Might get you a few laughs, a better bet is to talk about your goals and ambitions—and why this job will get you closer to them.

 

10. Why are you leaving your current job?

Keep things positive—you have nothing to gain by being negative about your past employers.

Instead, frame things in a way that shows that you’re eager to take on new opportunities and that the role you’re interviewing for is a better fit for you than your current or last position. And if you were let go? Keep it simple: “Unfortunately, I was let go,” is a totally OK answer.

 

11. What’s your management style?

The best managers are strong but flexible, and that’s exactly what you want to show off in your answer. Share a couple of your best managerial moments, like when you grew your team from five to 15 or coached an under performing employee to become the company’s top salesperson.

 

12. How would your boss and co-workers describe you?

Be honest and remember that the hiring manager will be calling your former bosses and co-workers. Try to pull out strengths and traits you haven’t discussed in other aspects of the interview, such as your strong work ethic or your willingness to pitch in on other projects when needed.

 

13. Can you explain why you changed career paths?

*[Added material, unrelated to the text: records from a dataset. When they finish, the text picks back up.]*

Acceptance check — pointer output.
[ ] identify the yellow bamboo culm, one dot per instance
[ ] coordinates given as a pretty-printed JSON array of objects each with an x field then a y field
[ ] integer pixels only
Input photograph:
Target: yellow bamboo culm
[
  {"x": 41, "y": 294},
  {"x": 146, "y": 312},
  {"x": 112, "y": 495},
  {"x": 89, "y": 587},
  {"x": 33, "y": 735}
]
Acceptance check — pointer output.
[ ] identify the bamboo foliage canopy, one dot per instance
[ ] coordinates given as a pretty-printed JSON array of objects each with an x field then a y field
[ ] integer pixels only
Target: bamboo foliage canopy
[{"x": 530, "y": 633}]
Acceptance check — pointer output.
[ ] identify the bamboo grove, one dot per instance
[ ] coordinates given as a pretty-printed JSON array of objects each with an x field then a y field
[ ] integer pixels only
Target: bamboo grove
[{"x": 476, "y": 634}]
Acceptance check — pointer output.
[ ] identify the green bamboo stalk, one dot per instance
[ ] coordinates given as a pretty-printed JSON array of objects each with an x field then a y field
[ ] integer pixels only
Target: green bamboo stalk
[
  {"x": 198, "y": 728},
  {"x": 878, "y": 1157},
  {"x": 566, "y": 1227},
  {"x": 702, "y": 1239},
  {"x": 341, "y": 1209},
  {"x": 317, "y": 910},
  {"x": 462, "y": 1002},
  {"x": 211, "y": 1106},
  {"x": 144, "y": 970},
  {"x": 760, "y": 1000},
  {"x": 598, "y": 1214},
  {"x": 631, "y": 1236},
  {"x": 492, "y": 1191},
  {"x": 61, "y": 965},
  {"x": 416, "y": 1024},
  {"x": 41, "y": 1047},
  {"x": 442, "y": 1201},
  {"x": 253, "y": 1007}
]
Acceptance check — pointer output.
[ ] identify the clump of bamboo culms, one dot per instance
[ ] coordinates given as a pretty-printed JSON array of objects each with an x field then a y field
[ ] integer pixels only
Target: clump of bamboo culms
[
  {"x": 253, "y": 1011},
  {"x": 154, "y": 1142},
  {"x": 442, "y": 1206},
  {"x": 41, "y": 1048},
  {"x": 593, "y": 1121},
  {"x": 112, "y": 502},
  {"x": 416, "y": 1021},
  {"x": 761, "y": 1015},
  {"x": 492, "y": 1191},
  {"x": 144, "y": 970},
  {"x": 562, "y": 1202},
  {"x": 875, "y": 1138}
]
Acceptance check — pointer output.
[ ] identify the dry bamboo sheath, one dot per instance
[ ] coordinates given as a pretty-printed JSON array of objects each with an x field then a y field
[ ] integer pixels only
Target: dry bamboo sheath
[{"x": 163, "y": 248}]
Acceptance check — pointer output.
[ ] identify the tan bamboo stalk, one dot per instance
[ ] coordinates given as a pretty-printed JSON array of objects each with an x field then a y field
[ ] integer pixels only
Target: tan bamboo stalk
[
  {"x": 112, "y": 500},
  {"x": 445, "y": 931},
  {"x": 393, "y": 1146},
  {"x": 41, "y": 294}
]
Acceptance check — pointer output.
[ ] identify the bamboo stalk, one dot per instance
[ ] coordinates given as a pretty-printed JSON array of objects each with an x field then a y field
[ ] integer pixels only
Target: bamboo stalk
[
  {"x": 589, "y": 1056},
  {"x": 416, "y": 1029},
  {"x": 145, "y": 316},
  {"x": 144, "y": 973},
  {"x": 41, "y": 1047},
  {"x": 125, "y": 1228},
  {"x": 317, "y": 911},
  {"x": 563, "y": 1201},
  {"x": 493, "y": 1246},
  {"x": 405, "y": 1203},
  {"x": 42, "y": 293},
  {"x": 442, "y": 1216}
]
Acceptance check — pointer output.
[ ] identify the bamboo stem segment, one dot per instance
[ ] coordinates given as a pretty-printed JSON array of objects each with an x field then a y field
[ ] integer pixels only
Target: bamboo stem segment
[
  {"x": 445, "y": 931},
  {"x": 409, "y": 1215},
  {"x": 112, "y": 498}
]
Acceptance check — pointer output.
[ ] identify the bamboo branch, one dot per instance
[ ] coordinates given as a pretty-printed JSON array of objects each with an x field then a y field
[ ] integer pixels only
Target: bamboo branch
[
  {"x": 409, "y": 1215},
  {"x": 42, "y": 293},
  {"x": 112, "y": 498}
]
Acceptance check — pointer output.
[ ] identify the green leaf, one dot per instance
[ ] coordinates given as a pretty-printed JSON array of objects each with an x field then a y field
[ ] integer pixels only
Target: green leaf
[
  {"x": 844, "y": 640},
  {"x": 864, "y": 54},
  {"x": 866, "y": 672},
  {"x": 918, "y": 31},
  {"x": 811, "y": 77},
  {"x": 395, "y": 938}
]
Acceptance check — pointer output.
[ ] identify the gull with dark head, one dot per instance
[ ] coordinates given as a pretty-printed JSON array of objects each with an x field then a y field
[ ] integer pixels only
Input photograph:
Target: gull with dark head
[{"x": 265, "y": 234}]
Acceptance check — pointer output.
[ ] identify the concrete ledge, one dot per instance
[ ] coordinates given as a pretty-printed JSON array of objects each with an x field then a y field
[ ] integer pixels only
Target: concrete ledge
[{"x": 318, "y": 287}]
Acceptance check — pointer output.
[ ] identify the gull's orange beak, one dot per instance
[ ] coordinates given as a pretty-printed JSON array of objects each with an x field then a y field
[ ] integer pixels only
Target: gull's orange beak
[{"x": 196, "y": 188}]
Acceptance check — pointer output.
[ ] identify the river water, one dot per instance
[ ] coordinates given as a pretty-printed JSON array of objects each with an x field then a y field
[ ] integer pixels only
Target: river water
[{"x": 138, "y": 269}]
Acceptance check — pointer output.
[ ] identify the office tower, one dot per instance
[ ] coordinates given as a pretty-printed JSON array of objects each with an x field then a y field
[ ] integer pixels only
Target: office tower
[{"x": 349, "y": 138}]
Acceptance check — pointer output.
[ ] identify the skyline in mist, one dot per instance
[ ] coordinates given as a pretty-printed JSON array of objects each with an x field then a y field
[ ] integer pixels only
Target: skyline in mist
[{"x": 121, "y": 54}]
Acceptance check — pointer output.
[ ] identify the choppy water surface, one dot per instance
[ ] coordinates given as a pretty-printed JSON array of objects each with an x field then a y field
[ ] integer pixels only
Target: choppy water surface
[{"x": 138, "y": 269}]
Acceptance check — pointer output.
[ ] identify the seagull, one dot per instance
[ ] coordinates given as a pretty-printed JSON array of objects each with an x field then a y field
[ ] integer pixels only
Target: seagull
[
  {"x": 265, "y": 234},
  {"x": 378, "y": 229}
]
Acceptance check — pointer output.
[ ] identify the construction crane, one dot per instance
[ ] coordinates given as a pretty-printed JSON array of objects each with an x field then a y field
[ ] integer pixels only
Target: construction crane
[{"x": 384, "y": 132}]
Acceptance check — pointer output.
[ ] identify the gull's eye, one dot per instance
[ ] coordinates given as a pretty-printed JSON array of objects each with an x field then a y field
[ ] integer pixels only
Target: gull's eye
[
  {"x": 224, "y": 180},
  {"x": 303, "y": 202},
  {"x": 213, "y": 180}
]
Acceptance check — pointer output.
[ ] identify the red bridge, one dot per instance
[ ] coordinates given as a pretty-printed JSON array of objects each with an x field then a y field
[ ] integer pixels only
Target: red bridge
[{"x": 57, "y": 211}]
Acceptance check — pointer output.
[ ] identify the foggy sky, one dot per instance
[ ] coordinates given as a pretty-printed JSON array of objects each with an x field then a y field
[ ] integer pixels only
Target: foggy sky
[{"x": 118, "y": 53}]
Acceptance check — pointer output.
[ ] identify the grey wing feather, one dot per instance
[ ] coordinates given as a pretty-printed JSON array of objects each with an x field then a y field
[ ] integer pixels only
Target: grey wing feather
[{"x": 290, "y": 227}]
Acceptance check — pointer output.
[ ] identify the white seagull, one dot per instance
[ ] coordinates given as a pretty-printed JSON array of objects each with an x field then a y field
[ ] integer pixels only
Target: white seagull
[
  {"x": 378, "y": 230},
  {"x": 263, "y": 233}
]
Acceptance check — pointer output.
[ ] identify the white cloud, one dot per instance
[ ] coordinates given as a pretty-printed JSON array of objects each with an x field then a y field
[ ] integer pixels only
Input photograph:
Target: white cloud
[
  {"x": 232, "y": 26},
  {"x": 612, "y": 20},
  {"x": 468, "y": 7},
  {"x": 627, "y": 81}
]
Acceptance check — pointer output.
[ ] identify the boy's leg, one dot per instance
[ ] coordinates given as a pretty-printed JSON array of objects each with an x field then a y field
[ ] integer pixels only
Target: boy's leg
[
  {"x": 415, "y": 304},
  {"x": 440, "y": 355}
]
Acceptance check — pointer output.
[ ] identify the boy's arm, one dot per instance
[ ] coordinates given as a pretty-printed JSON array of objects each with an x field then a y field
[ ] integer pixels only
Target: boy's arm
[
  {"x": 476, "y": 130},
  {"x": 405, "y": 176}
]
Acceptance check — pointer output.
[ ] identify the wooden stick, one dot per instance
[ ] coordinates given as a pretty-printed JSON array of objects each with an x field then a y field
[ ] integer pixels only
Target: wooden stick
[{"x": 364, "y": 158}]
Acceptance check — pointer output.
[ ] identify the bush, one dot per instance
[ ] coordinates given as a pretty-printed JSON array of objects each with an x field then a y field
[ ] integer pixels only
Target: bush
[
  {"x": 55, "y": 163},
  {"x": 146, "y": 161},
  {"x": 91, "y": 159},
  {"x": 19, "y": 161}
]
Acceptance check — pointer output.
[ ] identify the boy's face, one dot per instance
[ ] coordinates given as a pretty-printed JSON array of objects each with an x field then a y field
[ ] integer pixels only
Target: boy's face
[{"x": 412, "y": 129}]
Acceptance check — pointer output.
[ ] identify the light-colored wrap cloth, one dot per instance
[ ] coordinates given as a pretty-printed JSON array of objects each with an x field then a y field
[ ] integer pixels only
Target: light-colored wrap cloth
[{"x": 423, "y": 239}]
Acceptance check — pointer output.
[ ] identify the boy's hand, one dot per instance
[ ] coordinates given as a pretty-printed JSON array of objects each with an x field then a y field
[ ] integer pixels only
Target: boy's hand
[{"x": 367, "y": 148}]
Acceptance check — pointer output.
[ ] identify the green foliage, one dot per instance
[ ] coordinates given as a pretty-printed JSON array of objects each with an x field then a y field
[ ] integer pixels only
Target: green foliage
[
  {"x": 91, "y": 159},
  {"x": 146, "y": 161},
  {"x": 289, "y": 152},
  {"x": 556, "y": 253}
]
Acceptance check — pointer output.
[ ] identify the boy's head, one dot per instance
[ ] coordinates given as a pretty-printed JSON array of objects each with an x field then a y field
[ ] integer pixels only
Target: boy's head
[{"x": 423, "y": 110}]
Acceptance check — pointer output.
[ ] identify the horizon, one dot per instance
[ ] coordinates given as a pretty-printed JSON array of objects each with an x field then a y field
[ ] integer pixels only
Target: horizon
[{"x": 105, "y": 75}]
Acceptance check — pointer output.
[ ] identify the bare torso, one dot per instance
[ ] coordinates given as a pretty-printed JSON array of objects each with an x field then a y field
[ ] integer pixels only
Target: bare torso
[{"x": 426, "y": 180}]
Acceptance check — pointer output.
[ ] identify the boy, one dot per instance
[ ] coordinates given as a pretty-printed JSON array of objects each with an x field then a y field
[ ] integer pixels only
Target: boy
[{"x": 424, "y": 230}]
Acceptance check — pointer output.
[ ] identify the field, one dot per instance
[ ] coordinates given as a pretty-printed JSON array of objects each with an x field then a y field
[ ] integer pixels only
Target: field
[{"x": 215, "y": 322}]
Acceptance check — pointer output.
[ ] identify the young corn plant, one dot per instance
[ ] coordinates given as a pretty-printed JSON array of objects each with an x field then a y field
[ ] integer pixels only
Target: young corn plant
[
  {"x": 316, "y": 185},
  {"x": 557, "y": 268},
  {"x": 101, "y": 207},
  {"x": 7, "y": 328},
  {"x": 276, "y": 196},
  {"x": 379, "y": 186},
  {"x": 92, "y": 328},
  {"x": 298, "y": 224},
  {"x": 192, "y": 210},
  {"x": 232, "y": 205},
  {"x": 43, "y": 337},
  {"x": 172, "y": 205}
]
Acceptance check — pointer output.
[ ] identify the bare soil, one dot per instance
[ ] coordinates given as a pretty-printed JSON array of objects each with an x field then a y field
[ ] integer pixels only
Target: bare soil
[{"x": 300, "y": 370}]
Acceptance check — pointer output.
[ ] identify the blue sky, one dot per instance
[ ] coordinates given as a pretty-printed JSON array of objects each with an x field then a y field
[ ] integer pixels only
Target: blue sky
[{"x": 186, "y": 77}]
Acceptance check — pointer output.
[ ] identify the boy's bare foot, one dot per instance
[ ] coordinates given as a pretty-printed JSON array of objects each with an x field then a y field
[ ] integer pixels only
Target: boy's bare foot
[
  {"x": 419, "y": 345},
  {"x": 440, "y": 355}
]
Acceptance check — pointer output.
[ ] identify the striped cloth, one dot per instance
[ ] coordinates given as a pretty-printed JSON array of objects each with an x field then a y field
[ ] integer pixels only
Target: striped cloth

Don’t be thrown off by this question—just take a deep breath and explain to the hiring manager why you’ve made the career decisions you have. Often more impressive when a candidate can make seemingly irrelevant experience seem very relevant to the role.

 

14. How do you deal with pressure or stressful situations?

Choose an answer that shows that you can meet a stressful situation head-on in a productive, positive manner and let nothing stop you from accomplishing your goals.

A great approach is to talk through your go-to stress-reduction tactics, and then share an example of a stressful situation you navigated with ease.

 

15. What do you think we could do better or differently?

This is a common one at start-ups. Hiring managers want to know that you not only have some background on the company, but that you’re able to think critically about it and come to the table with new ideas.

So, come with new ideas! What new features would you love to see? How could the company increase conversions? How could customer service be improved?

You don’t need to have the company’s four-year strategy figured out, but do share your thoughts, and more importantly, show how your interests and expertise would lend themselves to the job.

 

16. What are your salary requirements?

To answering this question, you’ll likely come up with a range, and we recommend stating the highest number in that range that applies, based on your experience, education, and skills.

Then, make sure the hiring manager knows that you’re flexible. You’re communicating that you know your skills are valuable, but that you want the job and are willing to negotiate.

 

17. What do you like to do outside of work?

Interviewers ask personal questions in an interview to “see if candidates will fit in with the culture & give them the opportunity to open up and display their personality.

In other words, if someone asks about your hobbies outside of work, it’s totally OK to open up and share what really makes you tick.

 

18. Do you have any questions for us?

You probably already know that an interview isn’t just a chance for a hiring manager to grill you—it’s your opportunity to sniff out whether a job is the right fit for you. What do you want to know about the position? The company? The department? The team?

You’ll cover a lot of this in the actual interview, so have a few less-common questions ready to go. We especially like questions targeted to the interviewer or the company’s growth.